Loa e as laudas de André Dias de Escobar
Neste percurso dos Sete Lágrimas, atente-se ainda ao seu álbum anterior, Loa, sobre laudas de André Dias de Escobar (c.1348-1450/51), em diálogo com os laudários de Cortona, do século XIII, e de Florença, do século XIV.
Editado no ano passado, Loa encontra o esquecido mestre em teologia formado em Viena (1393) que, como Filipe Faria o apresenta nas notas da edição em disco, foi abade do mosteiro de Santo André de Rendufe, comendatário de Rendufe e S. João de Alpendurada, bispo de Ciudad Rodrigo (1410), de Ajaccio (1422-1428), em França, e da cidade grega de Mégara (1428).
Foi também professor universitário e, acima de tudo, autor de impacto na Europa medieval, ”canonista insigne, conselheiro de Papas, culto, erudito, homem de letras e de virtudes.”
Resgatado pelos Sete Lágrimas na sequência da investigação do professor e musicólogo Manuel Pedro Ferreira, da Faculdade de Ciências Sociais e Humanas da Universidade Nova de Lisboa, André Dias de Escobar – também conhecido como André Dias, Andreas Didaci, Andreas Hispanus, André de Rendufe, André de Lisboa ou Andreas Ulixbonensis – foi um “viajante infatigável” ao longo do seu século de vida.
Atravessou cinco reinados portugueses, de Pedro I a Afonso V, viveu a crise de 1383-1385, ciclos da peste e da fome, a emergência das cidades e dos seus mercadores, revelando-se uma “personagem surpreendente e apaixonante”, numa Europa em plena Guerra dos Cem Anos.
Durante séculos, o seu livro de 1435 foi usado nos serviços religiosos da confraria do Bom Jesus do antigo Mosteiro de S. Domingos, em Lisboa, o que permitiu preservar a sua essência, encontrando-se agora na posse da Biblioteca Nacional.
A coleção reúne laudas e cantigas espirituais, orações contemplativas para o “Rei dos Céus e da Terra”, na linha dos laudários italianos da época e das suas temáticas recorrentes – Mariana, Temporal, Penitencial.
A obra de André Escobar ganha de novo vida.
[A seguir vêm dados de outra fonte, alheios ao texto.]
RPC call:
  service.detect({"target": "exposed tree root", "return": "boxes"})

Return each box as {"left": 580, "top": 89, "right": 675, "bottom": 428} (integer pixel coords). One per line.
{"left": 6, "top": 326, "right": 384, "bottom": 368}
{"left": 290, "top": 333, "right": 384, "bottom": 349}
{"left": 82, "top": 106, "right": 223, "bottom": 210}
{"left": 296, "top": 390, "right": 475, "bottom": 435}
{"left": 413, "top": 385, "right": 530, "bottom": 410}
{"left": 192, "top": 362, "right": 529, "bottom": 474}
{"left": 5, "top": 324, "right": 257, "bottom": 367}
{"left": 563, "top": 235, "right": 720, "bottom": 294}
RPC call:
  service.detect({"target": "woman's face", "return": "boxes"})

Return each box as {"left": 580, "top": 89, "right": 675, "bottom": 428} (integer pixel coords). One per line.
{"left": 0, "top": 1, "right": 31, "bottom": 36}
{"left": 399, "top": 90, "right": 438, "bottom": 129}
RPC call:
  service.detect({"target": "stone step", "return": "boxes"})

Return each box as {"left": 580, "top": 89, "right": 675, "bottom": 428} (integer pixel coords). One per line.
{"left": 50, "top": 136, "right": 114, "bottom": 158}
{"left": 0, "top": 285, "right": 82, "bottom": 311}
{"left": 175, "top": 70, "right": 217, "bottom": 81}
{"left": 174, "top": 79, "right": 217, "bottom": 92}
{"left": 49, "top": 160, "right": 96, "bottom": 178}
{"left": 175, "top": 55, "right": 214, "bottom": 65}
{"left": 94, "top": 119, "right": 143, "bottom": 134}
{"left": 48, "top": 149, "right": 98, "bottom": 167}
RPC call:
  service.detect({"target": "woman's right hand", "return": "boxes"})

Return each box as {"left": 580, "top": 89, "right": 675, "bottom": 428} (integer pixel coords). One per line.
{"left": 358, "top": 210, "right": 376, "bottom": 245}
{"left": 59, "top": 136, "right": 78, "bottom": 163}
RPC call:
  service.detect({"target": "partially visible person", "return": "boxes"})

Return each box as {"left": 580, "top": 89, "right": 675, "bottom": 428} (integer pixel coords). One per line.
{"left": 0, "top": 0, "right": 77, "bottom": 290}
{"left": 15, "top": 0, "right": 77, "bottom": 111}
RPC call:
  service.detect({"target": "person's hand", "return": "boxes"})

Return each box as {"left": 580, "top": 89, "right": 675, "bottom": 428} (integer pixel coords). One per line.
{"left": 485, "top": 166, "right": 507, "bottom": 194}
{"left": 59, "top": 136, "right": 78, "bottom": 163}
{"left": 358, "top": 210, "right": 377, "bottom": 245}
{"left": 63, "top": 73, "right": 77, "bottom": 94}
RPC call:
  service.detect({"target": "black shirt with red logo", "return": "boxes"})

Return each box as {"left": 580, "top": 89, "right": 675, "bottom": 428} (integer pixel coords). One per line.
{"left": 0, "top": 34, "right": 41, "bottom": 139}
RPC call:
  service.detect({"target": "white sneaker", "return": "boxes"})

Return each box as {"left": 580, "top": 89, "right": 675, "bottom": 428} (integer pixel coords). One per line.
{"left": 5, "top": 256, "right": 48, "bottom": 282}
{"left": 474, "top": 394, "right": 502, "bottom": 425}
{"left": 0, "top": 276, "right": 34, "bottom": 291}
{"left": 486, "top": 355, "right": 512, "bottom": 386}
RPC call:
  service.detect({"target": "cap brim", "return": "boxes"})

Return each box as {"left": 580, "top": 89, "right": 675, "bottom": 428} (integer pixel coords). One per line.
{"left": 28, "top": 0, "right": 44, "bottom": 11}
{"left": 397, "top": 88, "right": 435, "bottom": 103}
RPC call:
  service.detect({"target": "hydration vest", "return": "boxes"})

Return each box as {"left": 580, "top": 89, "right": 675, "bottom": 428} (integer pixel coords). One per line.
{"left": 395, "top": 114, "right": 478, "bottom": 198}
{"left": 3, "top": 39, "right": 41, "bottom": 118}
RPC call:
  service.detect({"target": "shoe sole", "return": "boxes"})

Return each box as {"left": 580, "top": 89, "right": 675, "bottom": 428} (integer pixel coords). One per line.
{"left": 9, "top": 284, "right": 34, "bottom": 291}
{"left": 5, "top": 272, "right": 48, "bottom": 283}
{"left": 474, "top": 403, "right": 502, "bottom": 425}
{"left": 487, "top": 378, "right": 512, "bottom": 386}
Como explica Filipe Faria, o objetivo “era fazer nascer novas contrafacta – processo histórico de substituição de um texto por outro sobre uma determinada melodia –, propondo uma relação umbilical nova (ou mesmo potencial)” entre os textos de Escobar e a música dos laudários italianos.
Assim surgem as quatro peças cantadas reunidas neste álbum, mais as três versões instrumentais de “Die ti salvi, Regina”, “Laudamo la resurrectione” e “Regina Soverana”, que as intercalam.
Mais uma vez, a instrumentação leva longe a perspetiva, com os músicos Silke Gwendolyn Schulze (flauta dupla, douçaine, charamela) e Emilio Villalba (vihuela de arco, cítola, harpa, saltério, alaúde e viela), além das vozes, percussões e direção de Filipe Faria e de Sérgio Peixoto.
Loa teve parceria científica dos professores Manuel Pedro Ferreira, do Centro de Estudos de Sociologia e Estética Musical, da Universidade Nova de Lisboa, e de Blake Wilson, do Departamento de Música do Dickinson College, de Los Angeles, Estados Unidos.
A edição em disco de Folia Nova inclui o ensaio fotográfico “Partindo-se”, de Filipe Faria.